Millet-Stuffed Red Peppers Recipe
Tired of tuna-filled tomatoes and stuffed green peppers? Try the vibrant alternative sent in by Kitty Jones of Chicago, Illinois. The out-of-the-ordinary filling is made with millet.
- 1/2 cup uncooked millet, rinsed and drained
- 1-1/2 cups vegetable broth
- 4 medium sweet red peppers
- 3/4 cup frozen corn, thawed
- 1 medium onion, finely chopped
- 1/3 cup finely chopped celery
- 1/4 cup chopped walnuts
- 1 green onion, finely chopped
- 1 tablespoon chopped fresh mint or 1 teaspoon dried mint flakes
- 2 teaspoons shredded lemon peel
- 1-1/2 teaspoons fresh chooped oregano or 1/2 teaspoon dried oregano
- 1 garlic clove, minced
- 1/2 teaspoon salt
- 1/4 teaspoon pepper
- 2 tablespoons olive oil
- In a saucepan, bring millet and broth to a boil. Reduce heat; simmer, covered, until millet is tender and broth is absorbed, about 30-35 minutes. Transfer to a large bowl and cool.
- Meanwhile, cut tops off peppers and remove seeds. In a large kettle, cook peppers in boiling water for 3-5 minutes. Drain and rinse in cold water; set aside.

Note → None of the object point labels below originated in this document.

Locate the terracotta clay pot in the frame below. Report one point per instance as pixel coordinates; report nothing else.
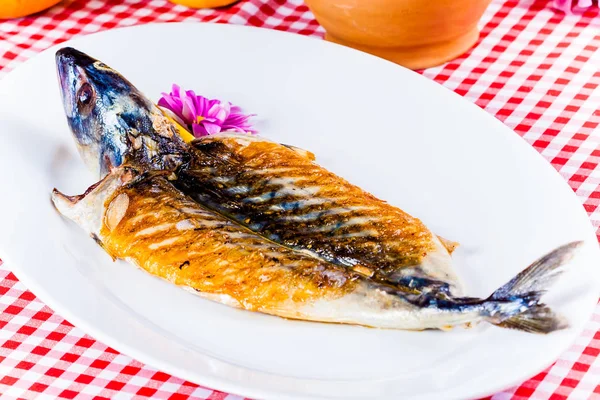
(414, 33)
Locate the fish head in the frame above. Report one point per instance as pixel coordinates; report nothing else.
(112, 122)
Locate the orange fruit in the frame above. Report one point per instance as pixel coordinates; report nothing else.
(203, 3)
(21, 8)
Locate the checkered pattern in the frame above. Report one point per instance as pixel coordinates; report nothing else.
(535, 69)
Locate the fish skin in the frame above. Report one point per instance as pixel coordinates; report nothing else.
(121, 129)
(144, 219)
(355, 230)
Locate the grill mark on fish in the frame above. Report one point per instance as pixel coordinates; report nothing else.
(303, 206)
(230, 260)
(153, 229)
(292, 192)
(166, 242)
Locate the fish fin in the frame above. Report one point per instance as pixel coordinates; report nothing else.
(448, 244)
(537, 319)
(516, 305)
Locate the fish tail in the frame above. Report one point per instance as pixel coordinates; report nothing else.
(517, 305)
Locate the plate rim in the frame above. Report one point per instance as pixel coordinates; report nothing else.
(228, 384)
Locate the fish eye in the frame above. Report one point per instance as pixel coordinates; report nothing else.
(85, 97)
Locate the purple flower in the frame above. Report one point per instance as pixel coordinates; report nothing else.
(203, 116)
(566, 5)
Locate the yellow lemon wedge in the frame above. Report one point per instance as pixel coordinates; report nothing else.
(204, 3)
(183, 132)
(21, 8)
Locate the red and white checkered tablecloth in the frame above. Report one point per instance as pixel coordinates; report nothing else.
(535, 69)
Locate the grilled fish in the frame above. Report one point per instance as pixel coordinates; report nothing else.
(143, 218)
(275, 190)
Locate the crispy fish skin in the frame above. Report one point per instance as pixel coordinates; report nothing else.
(143, 218)
(286, 197)
(311, 209)
(114, 124)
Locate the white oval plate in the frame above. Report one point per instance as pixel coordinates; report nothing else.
(457, 168)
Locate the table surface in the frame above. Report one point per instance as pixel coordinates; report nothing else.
(535, 69)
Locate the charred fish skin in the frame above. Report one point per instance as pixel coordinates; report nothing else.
(111, 120)
(143, 218)
(311, 210)
(289, 199)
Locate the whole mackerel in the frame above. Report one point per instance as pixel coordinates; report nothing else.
(283, 197)
(275, 190)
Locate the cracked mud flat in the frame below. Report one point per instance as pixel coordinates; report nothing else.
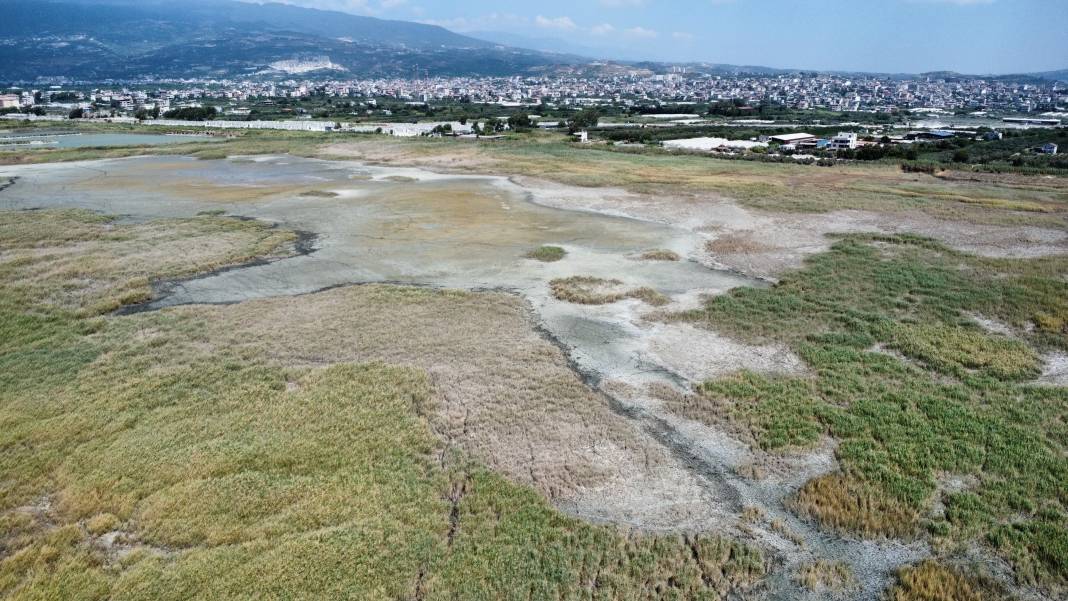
(621, 457)
(764, 244)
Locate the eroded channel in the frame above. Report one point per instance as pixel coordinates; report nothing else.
(412, 226)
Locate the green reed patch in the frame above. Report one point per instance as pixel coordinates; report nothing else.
(913, 389)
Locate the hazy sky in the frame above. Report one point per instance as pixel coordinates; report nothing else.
(886, 35)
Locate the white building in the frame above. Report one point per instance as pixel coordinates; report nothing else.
(844, 141)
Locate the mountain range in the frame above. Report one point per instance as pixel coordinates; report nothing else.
(126, 40)
(95, 40)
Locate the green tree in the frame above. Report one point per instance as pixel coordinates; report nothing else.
(583, 120)
(520, 122)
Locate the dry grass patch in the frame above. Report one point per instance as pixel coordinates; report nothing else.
(826, 576)
(222, 452)
(585, 289)
(958, 350)
(659, 254)
(930, 581)
(503, 394)
(843, 503)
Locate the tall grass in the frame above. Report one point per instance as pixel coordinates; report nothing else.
(140, 461)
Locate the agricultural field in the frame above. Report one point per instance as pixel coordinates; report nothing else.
(291, 365)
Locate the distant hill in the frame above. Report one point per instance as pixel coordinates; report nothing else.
(94, 40)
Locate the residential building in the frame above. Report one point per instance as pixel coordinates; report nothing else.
(844, 141)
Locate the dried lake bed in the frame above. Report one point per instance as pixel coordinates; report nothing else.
(373, 224)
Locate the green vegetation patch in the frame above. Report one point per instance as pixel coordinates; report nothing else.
(930, 581)
(547, 254)
(912, 388)
(141, 461)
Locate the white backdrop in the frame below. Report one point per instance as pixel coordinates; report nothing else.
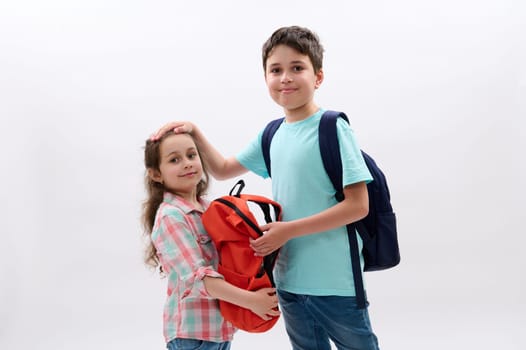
(436, 92)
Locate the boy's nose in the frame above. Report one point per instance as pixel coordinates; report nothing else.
(285, 78)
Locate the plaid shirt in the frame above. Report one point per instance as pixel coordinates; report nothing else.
(187, 255)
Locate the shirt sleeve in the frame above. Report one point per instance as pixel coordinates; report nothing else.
(251, 157)
(354, 168)
(181, 252)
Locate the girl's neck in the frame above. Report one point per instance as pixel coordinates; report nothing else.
(192, 199)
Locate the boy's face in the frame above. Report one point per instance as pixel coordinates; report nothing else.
(291, 81)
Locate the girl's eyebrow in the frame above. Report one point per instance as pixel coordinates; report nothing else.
(177, 152)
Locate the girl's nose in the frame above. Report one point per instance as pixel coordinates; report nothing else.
(285, 78)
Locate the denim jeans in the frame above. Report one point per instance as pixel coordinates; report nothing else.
(196, 344)
(311, 321)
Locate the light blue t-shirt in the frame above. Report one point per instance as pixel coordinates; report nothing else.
(316, 264)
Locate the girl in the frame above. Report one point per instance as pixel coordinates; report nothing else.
(176, 180)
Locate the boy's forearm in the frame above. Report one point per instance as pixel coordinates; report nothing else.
(219, 167)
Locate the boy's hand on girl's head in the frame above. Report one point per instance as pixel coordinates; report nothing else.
(178, 127)
(265, 303)
(275, 235)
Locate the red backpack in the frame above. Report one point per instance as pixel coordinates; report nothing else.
(230, 223)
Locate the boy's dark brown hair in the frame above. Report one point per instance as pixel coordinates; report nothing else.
(300, 39)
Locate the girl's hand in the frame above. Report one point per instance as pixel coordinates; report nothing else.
(264, 303)
(178, 127)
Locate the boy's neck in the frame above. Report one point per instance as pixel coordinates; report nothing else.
(301, 113)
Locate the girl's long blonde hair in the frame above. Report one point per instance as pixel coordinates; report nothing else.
(155, 193)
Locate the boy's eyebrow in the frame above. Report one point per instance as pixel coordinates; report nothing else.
(291, 62)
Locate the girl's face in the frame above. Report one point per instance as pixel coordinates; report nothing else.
(180, 166)
(291, 81)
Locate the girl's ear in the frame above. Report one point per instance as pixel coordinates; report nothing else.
(155, 175)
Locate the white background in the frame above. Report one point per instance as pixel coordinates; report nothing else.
(435, 90)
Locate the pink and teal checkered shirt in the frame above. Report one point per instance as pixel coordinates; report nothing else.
(187, 255)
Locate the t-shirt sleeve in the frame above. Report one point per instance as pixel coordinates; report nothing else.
(251, 157)
(354, 168)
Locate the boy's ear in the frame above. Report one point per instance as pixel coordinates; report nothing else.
(155, 175)
(319, 78)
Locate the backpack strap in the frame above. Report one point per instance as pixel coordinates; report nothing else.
(331, 156)
(266, 139)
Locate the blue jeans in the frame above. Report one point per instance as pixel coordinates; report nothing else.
(196, 344)
(311, 321)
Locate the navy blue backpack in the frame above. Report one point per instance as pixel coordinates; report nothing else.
(378, 228)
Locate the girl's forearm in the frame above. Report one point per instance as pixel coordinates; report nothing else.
(220, 289)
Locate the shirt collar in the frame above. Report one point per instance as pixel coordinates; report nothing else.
(179, 202)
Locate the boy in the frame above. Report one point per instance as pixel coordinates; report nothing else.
(313, 272)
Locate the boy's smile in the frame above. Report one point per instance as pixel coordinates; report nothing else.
(291, 82)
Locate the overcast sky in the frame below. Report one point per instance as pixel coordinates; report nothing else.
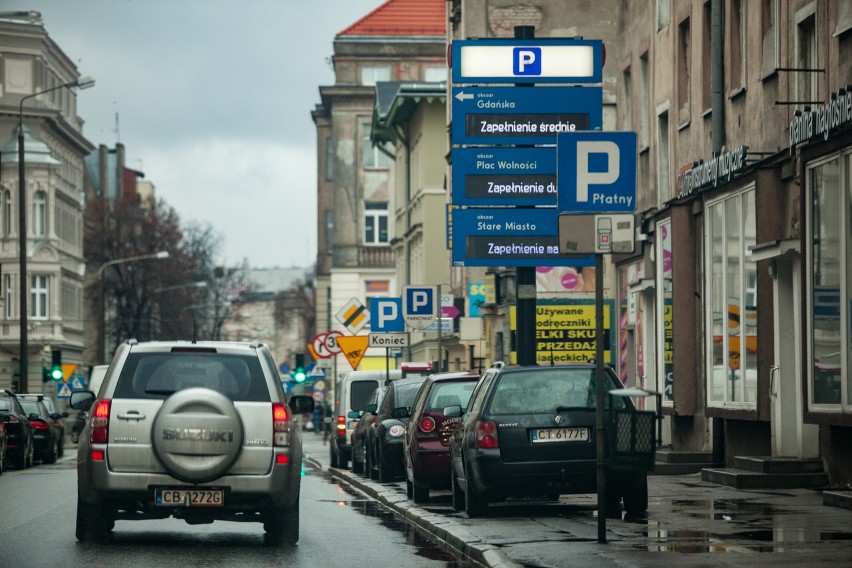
(212, 101)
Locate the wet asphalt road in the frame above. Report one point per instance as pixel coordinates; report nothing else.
(690, 523)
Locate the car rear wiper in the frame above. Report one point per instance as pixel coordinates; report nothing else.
(564, 408)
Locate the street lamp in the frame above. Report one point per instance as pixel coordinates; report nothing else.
(102, 326)
(81, 83)
(197, 284)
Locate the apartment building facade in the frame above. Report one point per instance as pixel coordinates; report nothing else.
(31, 63)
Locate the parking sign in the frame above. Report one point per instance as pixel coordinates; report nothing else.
(386, 315)
(420, 306)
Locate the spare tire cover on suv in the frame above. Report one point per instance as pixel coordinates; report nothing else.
(197, 435)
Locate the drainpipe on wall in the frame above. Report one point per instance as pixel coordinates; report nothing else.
(717, 125)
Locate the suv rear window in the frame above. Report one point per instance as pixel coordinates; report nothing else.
(359, 393)
(450, 394)
(158, 375)
(532, 392)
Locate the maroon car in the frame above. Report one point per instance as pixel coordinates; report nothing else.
(427, 458)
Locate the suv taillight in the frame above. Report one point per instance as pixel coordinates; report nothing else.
(100, 422)
(280, 424)
(486, 435)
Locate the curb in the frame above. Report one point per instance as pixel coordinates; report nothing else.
(439, 528)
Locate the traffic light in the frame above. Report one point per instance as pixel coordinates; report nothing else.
(299, 368)
(56, 365)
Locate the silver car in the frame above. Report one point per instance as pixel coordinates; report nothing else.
(199, 431)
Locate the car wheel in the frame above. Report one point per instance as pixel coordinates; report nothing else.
(385, 475)
(636, 494)
(93, 525)
(421, 493)
(458, 494)
(282, 527)
(475, 504)
(52, 453)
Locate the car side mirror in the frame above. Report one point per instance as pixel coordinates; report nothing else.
(400, 413)
(454, 410)
(82, 400)
(301, 404)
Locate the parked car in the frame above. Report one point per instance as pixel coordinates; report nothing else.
(361, 436)
(19, 434)
(199, 431)
(57, 417)
(390, 427)
(529, 431)
(45, 432)
(352, 393)
(425, 443)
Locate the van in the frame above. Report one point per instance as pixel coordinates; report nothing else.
(352, 394)
(96, 377)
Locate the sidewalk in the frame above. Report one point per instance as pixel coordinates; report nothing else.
(690, 523)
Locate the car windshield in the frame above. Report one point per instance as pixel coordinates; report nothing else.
(158, 375)
(30, 407)
(536, 391)
(453, 393)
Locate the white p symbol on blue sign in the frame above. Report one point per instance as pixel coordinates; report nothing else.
(585, 175)
(526, 61)
(386, 315)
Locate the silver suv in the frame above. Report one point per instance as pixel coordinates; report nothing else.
(200, 431)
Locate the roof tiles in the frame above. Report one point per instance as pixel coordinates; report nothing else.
(402, 18)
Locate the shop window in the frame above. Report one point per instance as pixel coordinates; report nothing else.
(731, 309)
(830, 274)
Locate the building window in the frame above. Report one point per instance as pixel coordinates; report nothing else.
(663, 169)
(665, 315)
(435, 74)
(771, 41)
(39, 214)
(706, 66)
(644, 100)
(7, 296)
(329, 158)
(39, 297)
(7, 213)
(371, 75)
(737, 34)
(830, 274)
(626, 102)
(663, 13)
(374, 157)
(684, 44)
(731, 310)
(806, 58)
(376, 224)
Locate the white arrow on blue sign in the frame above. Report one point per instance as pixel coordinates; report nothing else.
(420, 305)
(596, 172)
(386, 315)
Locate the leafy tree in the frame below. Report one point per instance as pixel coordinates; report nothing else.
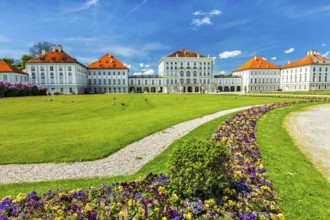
(8, 60)
(24, 59)
(37, 48)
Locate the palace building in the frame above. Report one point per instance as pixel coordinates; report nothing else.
(258, 75)
(307, 74)
(186, 71)
(108, 75)
(183, 71)
(9, 73)
(58, 72)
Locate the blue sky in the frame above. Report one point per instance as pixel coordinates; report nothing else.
(140, 32)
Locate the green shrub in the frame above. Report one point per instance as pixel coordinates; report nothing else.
(199, 167)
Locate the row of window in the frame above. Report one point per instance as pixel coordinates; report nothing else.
(106, 82)
(106, 73)
(265, 80)
(301, 70)
(188, 63)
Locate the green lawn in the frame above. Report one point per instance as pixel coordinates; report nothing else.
(89, 127)
(157, 165)
(302, 191)
(297, 93)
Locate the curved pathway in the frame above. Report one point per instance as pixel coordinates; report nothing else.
(127, 160)
(310, 129)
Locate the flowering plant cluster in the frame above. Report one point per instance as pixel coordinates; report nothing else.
(8, 89)
(145, 198)
(248, 196)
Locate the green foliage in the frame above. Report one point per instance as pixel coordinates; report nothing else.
(8, 60)
(37, 48)
(24, 59)
(199, 167)
(302, 191)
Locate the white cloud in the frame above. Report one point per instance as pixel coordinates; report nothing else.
(206, 19)
(229, 54)
(213, 12)
(199, 22)
(138, 6)
(290, 50)
(127, 65)
(327, 54)
(145, 72)
(85, 6)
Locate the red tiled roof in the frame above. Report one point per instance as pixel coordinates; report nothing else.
(54, 57)
(185, 53)
(308, 60)
(6, 68)
(108, 61)
(256, 63)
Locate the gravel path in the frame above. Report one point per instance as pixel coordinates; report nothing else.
(128, 160)
(310, 130)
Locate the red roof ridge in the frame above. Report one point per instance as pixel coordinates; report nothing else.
(185, 53)
(107, 61)
(6, 68)
(256, 62)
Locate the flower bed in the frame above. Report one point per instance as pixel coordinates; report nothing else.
(20, 89)
(249, 195)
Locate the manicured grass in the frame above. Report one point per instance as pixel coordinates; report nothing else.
(80, 128)
(158, 165)
(302, 191)
(298, 93)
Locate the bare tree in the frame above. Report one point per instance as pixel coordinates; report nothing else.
(37, 48)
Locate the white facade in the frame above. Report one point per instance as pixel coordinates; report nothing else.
(108, 80)
(183, 74)
(228, 84)
(256, 80)
(13, 77)
(304, 76)
(58, 76)
(146, 83)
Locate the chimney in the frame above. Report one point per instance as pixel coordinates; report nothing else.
(54, 48)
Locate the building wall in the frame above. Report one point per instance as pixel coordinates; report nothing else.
(151, 84)
(187, 74)
(306, 78)
(14, 77)
(59, 77)
(260, 79)
(108, 80)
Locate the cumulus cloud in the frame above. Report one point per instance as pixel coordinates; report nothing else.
(85, 6)
(206, 20)
(145, 72)
(290, 50)
(326, 54)
(229, 54)
(127, 65)
(199, 22)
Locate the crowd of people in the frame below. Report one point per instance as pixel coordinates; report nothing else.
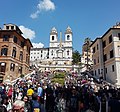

- With a fork, fluff cooled millet. Add the corn, onion, celery, nuts, green onion and seasonings; blend well. Spoon into sweet peppers. Drizzle with oil. Place in a 11-in. x 7-in. baking dish coated with cooking spray. Cover and bake at 350° for 55-60 minutes or until tender. Yield: 4 servings.